Sunday to the country farmer-boy was hardly the relief that it was to the other members of the family; for the same chores must be done that day as on others, and he could not divert his mind with whistling, hand-springs, or sending the dog into the river after sticks. He had to submit, in the first place, to the restraint of shoes and stockings. He read in the Old Testament that when Moses came to holy ground, he put off his shoes; but the boy was obliged to put his on, upon the holy day, not only to go to meeting, but while he sat at home. Only the emancipated country-boy, who is as agile on his bare feet as a young kid, and rejoices in the pressure of the warm soft earth, knows what a hardship it is to tie on stiff shoes. The monks who put peas in their shoes as a penance do not suffer more than the country-boy in his penitential Sunday shoes. I recall the celerity with which he used to kick them off at sundown.
Sunday morning was not an idle one for the farmer-boy.

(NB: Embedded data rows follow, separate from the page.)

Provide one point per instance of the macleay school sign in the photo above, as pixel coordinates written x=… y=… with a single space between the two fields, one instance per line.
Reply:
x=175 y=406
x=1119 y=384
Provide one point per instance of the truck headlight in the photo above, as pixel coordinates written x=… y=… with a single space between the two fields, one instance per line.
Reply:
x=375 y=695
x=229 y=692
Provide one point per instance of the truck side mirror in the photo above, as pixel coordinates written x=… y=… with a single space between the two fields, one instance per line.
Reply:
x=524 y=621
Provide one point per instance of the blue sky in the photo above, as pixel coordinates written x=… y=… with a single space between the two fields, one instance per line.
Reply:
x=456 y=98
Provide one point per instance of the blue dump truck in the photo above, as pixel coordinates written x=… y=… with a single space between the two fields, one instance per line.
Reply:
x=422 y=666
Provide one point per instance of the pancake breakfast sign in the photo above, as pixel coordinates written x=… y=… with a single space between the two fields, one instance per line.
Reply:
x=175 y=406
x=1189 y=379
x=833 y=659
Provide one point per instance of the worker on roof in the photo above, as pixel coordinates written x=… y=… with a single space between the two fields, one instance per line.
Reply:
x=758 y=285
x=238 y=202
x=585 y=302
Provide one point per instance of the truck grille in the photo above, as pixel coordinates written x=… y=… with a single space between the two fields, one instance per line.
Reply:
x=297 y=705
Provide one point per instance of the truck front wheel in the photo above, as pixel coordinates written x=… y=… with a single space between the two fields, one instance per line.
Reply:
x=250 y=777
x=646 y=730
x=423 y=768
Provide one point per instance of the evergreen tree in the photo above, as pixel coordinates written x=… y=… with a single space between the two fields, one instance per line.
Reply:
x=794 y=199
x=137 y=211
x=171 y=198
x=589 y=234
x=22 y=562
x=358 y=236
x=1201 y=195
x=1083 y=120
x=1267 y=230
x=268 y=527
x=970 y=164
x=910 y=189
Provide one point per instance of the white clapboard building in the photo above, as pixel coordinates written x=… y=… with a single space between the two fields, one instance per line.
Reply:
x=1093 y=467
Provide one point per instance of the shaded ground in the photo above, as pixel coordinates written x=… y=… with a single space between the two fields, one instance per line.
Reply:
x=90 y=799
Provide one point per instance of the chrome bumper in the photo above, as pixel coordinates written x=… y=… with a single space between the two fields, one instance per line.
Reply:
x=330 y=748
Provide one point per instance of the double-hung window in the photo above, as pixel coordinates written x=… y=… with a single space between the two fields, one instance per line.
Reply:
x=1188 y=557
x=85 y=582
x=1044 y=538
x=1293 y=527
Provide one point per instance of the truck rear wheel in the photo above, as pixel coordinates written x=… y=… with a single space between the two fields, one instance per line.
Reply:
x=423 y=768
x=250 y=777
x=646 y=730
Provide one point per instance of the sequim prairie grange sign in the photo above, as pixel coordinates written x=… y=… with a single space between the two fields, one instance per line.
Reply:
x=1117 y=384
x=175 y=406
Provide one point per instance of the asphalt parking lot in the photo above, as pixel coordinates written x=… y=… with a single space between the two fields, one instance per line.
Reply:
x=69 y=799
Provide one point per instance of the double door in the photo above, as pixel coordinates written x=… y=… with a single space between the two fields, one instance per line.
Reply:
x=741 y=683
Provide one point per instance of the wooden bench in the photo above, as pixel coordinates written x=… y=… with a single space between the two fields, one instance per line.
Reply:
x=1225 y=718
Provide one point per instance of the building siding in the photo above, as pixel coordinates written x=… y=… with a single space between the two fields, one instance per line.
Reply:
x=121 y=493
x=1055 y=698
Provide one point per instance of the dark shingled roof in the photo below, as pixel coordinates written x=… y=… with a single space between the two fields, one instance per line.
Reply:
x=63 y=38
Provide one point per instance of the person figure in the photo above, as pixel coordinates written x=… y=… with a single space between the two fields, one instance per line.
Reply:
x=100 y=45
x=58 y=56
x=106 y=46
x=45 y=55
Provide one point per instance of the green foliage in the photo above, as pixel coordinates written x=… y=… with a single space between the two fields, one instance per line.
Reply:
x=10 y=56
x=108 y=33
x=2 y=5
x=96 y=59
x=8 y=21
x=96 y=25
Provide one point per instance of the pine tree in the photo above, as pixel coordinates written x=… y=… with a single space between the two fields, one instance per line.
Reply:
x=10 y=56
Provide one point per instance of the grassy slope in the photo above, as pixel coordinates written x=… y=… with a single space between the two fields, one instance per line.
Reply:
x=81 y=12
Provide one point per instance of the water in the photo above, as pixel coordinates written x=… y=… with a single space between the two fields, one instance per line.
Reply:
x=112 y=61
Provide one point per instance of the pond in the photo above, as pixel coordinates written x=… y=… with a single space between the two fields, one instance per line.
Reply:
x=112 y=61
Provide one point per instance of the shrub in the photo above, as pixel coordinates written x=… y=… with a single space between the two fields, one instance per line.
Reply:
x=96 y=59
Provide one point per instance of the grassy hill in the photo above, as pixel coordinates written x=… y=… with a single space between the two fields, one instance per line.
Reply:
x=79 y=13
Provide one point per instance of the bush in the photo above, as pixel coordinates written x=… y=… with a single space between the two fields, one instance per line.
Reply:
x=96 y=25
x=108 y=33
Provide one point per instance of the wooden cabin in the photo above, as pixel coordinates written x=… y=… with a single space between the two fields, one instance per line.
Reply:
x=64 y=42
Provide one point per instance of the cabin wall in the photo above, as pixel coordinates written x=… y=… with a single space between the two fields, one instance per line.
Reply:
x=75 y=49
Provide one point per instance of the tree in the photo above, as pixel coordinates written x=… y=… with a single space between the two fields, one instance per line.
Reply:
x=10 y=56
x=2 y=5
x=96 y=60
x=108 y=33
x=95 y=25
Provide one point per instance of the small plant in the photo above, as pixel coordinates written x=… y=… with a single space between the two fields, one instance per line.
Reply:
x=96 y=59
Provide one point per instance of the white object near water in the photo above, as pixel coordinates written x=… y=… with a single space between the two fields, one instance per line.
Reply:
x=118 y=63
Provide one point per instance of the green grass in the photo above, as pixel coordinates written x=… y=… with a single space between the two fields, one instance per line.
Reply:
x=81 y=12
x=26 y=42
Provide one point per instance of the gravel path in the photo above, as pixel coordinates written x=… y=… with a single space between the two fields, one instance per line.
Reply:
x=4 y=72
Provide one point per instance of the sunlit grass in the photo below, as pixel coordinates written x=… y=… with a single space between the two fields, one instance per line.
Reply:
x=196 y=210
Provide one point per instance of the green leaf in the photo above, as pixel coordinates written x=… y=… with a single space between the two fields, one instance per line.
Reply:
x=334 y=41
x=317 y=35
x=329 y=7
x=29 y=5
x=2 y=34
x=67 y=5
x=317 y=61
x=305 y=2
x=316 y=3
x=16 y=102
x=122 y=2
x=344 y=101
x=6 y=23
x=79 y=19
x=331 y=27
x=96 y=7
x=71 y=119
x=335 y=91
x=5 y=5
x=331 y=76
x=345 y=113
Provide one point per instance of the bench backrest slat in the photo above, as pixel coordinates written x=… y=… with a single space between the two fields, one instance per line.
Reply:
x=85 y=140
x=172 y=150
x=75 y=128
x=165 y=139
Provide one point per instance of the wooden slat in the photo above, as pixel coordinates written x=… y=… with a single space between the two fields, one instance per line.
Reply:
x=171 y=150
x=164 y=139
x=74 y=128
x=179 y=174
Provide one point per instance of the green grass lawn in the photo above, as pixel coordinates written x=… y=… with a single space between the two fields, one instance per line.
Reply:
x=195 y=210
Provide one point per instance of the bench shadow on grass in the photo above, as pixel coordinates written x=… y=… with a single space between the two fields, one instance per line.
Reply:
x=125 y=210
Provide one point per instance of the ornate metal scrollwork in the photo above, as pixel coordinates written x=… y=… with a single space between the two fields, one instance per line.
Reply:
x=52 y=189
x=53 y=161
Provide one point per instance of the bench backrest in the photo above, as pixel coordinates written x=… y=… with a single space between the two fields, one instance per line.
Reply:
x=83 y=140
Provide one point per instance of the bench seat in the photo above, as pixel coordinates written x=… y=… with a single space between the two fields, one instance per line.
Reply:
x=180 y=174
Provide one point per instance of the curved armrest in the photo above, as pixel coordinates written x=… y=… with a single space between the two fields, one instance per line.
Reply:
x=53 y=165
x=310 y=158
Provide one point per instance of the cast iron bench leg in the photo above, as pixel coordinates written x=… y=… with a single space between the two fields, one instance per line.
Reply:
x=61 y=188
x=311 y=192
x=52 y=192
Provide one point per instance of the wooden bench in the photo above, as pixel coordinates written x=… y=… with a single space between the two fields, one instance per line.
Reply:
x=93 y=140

He must rise tolerably early, for the cows were to be milked and driven to pasture; family prayers were a little longer than on other days; there were the Sunday-school verses to be relearned, for they did not stay in mind over night; perhaps the wagon was to be greased before the neighbors began to drive by; and the horse was to be caught out of the pasture, ridden home bareback, and harnessed.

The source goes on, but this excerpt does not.